Zunächst einmal freue ich mich über jede neue Entwicklung, die etwas voran treibt und dem Kunden ernsthafte Alternativen bietet. Das geht bei mir aber nicht so weit, dass ich mich weigere über Vor- und Nachteile nachzudenken - bzw. Abwehrreaktionen (oder Gegenmaßnahmen) der traditionellen Hersteller.

Ich glaube nun nicht, dass viele Menschen jetzt auf einmal für teueres Geld ihr Rad auf Zahnriemen umrüsten möchten. Das werden einige "besserverdienende Freaks" sein. (Zu denen ich mich auch zähle - wenn auch nicht zu den Zahnriemenfreaks) Wenn ich mich irre - um so besser für den teilbaren Zahnriemen.
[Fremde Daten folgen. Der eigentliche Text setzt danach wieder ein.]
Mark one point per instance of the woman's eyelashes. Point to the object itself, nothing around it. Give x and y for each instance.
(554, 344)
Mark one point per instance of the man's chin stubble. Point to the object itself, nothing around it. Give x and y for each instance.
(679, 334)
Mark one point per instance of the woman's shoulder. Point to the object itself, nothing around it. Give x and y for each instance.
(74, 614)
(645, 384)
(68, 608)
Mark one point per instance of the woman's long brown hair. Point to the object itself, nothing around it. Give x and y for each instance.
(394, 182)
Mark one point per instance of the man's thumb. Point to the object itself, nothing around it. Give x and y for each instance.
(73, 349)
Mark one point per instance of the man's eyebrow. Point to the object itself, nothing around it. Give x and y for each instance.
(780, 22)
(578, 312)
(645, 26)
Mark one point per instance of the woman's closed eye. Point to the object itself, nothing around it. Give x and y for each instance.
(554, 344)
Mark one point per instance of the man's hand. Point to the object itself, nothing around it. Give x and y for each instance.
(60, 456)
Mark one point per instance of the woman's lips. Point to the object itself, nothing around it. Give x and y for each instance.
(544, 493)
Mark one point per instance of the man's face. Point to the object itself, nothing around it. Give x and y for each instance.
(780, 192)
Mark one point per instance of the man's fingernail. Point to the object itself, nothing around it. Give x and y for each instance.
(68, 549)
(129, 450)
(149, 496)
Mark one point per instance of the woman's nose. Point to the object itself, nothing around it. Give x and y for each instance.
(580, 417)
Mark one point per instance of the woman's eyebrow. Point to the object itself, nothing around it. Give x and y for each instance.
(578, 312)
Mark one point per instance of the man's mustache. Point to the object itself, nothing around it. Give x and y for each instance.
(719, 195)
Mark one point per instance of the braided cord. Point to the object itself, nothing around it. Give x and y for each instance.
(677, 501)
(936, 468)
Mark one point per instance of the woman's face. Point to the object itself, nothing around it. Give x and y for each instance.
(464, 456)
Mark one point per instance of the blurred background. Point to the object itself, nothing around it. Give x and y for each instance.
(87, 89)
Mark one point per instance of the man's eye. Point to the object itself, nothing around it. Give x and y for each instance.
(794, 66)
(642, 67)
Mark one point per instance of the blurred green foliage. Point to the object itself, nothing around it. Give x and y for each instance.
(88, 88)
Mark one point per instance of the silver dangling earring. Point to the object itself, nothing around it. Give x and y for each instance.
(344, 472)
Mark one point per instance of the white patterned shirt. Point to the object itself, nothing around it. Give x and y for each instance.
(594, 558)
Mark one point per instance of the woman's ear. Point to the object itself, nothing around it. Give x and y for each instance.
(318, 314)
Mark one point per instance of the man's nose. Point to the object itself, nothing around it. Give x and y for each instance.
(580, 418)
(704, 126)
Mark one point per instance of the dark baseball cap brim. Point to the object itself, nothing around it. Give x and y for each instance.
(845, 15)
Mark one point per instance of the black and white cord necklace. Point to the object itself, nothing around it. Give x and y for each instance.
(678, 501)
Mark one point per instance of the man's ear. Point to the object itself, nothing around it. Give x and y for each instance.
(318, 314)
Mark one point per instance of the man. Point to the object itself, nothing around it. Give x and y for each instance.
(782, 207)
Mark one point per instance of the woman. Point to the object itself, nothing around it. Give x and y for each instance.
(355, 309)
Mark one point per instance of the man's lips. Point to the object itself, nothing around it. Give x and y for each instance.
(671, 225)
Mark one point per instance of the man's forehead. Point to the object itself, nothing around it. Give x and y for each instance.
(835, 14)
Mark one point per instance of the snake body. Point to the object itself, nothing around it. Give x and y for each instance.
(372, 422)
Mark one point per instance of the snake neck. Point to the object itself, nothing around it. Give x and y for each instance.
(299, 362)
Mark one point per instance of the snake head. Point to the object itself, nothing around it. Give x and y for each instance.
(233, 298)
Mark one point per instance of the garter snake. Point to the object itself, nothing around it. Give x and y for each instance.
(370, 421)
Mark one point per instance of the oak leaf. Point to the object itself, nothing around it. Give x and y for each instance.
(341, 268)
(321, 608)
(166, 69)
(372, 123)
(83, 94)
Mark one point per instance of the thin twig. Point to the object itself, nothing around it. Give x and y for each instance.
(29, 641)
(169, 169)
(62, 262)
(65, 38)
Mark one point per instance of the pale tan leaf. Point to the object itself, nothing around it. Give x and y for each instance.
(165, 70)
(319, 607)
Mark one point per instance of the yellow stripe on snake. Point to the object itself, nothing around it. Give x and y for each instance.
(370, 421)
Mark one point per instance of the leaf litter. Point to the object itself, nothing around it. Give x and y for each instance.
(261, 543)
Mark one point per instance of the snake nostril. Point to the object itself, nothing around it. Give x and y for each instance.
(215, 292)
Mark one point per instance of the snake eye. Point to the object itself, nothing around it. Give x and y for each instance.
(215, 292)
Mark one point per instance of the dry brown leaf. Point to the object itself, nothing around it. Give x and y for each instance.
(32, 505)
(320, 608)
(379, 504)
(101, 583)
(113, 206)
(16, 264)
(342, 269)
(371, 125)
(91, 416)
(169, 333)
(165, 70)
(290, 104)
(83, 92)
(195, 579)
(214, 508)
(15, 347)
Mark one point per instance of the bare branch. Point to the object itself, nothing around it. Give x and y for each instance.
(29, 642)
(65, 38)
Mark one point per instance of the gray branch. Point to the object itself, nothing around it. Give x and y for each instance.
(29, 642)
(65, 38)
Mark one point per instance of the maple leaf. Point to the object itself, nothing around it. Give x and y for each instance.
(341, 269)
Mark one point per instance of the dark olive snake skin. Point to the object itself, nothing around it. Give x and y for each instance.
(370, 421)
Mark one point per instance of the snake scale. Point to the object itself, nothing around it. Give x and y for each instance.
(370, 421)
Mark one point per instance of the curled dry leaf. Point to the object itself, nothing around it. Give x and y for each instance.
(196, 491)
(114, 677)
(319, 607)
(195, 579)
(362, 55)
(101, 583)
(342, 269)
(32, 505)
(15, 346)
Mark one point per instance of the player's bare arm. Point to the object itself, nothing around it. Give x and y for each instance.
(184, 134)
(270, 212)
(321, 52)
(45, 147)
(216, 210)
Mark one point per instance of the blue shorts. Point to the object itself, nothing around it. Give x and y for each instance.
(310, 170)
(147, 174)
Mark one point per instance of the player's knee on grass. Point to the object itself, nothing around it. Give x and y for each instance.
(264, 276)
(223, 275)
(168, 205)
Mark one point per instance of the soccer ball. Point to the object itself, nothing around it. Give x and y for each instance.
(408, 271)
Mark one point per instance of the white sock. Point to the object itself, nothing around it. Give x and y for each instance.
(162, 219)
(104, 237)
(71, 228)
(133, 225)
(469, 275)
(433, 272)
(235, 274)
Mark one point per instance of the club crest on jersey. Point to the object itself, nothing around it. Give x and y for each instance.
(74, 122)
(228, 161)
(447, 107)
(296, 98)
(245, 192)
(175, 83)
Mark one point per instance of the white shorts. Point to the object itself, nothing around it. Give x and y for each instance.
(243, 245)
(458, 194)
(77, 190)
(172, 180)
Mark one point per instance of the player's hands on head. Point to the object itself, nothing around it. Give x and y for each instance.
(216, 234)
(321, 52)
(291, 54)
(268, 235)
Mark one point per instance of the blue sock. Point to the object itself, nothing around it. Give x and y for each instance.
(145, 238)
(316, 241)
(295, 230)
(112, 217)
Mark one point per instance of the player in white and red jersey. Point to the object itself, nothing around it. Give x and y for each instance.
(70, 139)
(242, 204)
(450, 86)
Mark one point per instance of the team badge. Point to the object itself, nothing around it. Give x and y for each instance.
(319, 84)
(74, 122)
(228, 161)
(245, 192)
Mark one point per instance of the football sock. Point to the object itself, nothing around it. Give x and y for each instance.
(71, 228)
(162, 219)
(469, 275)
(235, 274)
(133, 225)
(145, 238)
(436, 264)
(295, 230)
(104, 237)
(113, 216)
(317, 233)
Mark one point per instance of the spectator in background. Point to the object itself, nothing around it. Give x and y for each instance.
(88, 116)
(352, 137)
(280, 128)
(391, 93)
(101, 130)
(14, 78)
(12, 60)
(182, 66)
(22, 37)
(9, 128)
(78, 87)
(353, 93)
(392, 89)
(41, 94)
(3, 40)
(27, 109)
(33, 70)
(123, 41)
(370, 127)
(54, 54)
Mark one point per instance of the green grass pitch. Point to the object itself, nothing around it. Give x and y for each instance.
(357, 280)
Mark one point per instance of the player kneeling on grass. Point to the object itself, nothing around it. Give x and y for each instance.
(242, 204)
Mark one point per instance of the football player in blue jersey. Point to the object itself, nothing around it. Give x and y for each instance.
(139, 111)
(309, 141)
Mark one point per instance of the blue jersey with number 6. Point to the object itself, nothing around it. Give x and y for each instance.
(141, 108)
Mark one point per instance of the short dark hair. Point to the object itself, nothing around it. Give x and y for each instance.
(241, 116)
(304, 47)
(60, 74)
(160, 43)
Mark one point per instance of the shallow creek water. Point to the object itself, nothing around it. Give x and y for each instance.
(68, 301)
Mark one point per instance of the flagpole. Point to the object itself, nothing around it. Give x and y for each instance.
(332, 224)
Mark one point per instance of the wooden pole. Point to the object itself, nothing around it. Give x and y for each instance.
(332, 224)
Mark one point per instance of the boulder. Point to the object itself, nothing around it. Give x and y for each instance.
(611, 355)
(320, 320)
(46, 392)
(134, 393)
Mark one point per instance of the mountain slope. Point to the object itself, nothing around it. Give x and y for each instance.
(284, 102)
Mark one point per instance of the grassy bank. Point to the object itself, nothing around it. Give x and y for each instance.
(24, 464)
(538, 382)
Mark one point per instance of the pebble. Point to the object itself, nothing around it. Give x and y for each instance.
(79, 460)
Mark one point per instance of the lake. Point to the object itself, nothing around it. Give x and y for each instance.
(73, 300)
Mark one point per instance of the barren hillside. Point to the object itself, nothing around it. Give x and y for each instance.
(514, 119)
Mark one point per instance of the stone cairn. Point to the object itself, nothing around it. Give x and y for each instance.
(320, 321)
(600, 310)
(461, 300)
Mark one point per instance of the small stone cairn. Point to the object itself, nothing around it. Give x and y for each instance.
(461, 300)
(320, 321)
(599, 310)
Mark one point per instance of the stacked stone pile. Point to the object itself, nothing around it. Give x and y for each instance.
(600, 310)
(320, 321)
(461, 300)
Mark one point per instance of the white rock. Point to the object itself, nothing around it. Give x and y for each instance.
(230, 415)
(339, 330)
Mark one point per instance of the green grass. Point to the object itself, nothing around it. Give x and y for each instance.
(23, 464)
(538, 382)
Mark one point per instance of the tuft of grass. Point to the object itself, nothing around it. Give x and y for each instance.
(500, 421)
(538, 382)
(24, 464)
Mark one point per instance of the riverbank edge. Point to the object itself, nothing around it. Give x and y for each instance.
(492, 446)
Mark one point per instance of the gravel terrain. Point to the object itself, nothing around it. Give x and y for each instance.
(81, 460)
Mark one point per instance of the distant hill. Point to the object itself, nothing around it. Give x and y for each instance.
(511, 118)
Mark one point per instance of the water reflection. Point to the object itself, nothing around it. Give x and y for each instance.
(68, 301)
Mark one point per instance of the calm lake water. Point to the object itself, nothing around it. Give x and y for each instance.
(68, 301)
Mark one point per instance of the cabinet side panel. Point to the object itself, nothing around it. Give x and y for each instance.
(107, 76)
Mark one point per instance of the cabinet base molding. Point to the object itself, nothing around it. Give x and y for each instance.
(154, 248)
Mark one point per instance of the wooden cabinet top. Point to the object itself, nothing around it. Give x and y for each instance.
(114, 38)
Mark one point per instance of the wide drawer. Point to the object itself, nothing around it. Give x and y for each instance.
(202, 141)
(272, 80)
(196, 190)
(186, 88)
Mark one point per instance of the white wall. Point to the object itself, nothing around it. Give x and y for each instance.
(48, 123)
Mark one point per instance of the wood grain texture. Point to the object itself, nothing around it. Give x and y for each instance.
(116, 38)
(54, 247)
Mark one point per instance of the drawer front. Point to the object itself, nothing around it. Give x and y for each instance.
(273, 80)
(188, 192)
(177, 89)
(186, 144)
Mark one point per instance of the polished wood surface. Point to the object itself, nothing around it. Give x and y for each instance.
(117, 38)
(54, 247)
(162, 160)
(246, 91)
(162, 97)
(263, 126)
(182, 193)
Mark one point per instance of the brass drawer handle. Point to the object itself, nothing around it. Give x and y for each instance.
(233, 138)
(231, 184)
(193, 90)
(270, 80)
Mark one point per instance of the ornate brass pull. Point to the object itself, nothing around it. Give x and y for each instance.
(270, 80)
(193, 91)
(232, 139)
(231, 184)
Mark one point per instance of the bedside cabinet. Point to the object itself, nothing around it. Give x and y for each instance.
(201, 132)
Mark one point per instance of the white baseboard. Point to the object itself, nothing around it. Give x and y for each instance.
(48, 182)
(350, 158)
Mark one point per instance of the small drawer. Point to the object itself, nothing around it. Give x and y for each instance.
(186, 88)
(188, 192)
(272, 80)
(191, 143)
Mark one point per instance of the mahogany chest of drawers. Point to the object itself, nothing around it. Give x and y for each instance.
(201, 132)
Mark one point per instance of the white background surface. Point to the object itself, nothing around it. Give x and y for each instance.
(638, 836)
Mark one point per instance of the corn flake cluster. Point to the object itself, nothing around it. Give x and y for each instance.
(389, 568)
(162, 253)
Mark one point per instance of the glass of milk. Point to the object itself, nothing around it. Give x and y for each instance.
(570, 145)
Ich will überhaupt keinen Riemen kürzen - aber wenn mir einer überraschend kaputt geht, dann müsste ich in kurzer Zeit einen Ersatz besorgen können. Wenn der dann ab Werk erst gefertigt werden muss geht das auf jeden Fall nicht schnell und ist "auf Reisen" eher nervig. Da reicht schon die Angst vor einem Defekt (und seinen Folgen) um Menschen davon abzuhalten (Deutsche eh - die sichern sich ja lieber dreifach ab).
So lange sich bei den Zahnriemen kein Standard durchsetzt wird ein Händler vor Ort wohl nur jene vorrätig haben die an von ihm verkaufte Räder passen (wenn überhaupt). Bei Ketten ist das im Moment noch anders. Wenn Du aber eine Kette für 6 oder 7 Gangschaltung brauchst, guckst auch heute schon häufig in die Röhre.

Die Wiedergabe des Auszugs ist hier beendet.